The city of Minneapolis hopes to make that less of a problem this fall with a program to help corner stores redesign their layouts and marketing to promote fresh produce.

Convenience stores like West Bank Grocery and VitaLife Rx Pharmacy will have fresh fruits, vegetables and other healthy foods within a few weeks thanks to the Healthy Corner Store Program. The program focuses on low-income communities – North and South Minneapolis, the Cedar-Riverside neighborhood, the Philips area and the Seward area – where residents are less likely to go to full-fledged grocery stores.

The program is “a strategy to bring healthy foods into our low-income communities,” said Aliyah Ali, the head program developer of the program.

Obesity and low-income status are linked, Ali said, because low-income areas have more fast food restaurants, and “it’s easier if you’re working one, two or three jobs to get your family a pizza for five bucks” than to get to a grocery store.

Ali said the highest racial health disparities are among the urban-Indian, black and Latino communities.

Multiple University of Minnesota studies have shown  predominately black communities have fewer supermarkets.

The research team called communities like these “food deserts.”

VitaLife Rx Pharmacy in Northwest Minneapolis had its redesign kickoff last week, store manager Melissa Picult said.

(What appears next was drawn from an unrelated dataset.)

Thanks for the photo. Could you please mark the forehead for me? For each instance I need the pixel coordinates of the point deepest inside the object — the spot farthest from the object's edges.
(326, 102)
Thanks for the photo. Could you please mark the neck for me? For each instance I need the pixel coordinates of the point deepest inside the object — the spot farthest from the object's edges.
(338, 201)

“The problem with this neighborhood is people come in to buy soda and chips for the most part,” Picult said.

The West Bank Grocery store, on Cedar Avenue near the University campus, will have a similar setup come December, Ali said.

Participating stores agree to sell a minimum amount of fresh produce in exchange for help from the city with layout, marketing and training for pricing and stocking the foods.

The program strives to make fresh foods more visible, she said.

“[The] idea behind this program is: How can we work with existing infrastructure to bring healthier foods within the community?” she said. “And since we have such a huge existing base of corner stores, it was just a natural fit.”

“It’s going to be a slow process, I think, of just getting … the rest of the community involved and letting them know that it’s here.” she said.

By also having discounted deals on healthy featured foods, the program will provide a domino effect in getting the community eating healthier, Picult said.

“We’ve been here about two years now,” she said of the store. “We see these kids come in with their parents, and their parents let them buy bags of chips and a soda like around dinner time and they talk about going to McDonald’s.”

The program caters to stores like Cedar-Riverside’s West Bank Grocery where these cultures that are predominant. Ali said that having these stores would help combat obesity and reduce chronic illness with the higher availability of fresh produce.

The Corner Store Program was first approved in April after a study showed the little produce stores had was often displayed in plain sight.